文春オンライン

2020/08/17

法律は不明確、損害賠償請求訴訟のリスクもある中で

 しかしながら、法律は不明確で、通達はなく、文献は性的結合のあった男女を配偶者に含む……という現実の下、指定医が「ある関係が『届出をしていないが、事実上婚姻関係と同様な事情にある者』かどうかを確実に判断せよ、同意を取るべき場合に同意がとれていないことが後から判明した場合は、損害賠償請求訴訟を提起されるおそれがある」という状況に迫られたら、「同意書の『配偶者』欄に、胎児の父親となる人物の署名捺印をもらってきてください」と言うだろう。 

 もちろん、母体保護法14条1項2号を適切に解釈して、レイプの場合は同項2号によって中絶手術をしている指定医もいる。指定医は、中絶手術を行ったら、国に報告をしなければならないので、同項2号を用いた場合は正確にわかる。
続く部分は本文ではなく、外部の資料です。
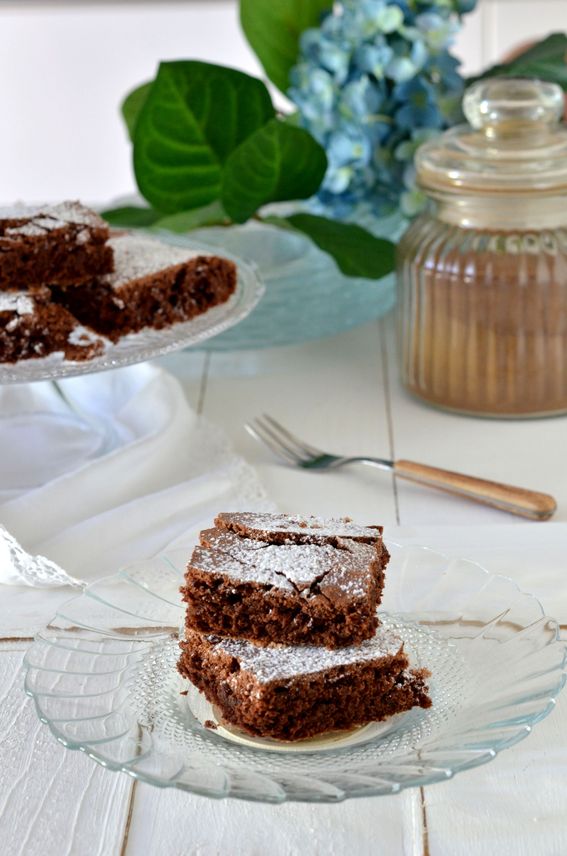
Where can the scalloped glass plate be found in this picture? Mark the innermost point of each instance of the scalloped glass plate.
(149, 343)
(103, 678)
 例えば、平成30年度衛生行政報告例によれば、中絶手術の総件数は16万1741件、そのうち224件は、母体保護法14条1項2号に基づくものであった。この224件は、2号に基づき、本人のみの同意で手術をしているものと思われる。 

 しかしながら、少数の立派な指定医が適切な運用をしているからといって、全ての指定医にリスクを取るよう求めても、本人のみの同意で中絶手術をする医師は増えないと私は思う。指定医は、訴訟に対応することが本職なのではない。自身の専門分野に医学的な知識・技術を注力したいと考えて当然なのだ。 

問題を解決するために、どうすればいいのか

 こうした問題を解決するために、どうすればいいのか。まず、「配偶者」の問題について検討する。現代では、昭和23年当時と異なり、事実婚の解釈について、様々な裁判例・通達がある。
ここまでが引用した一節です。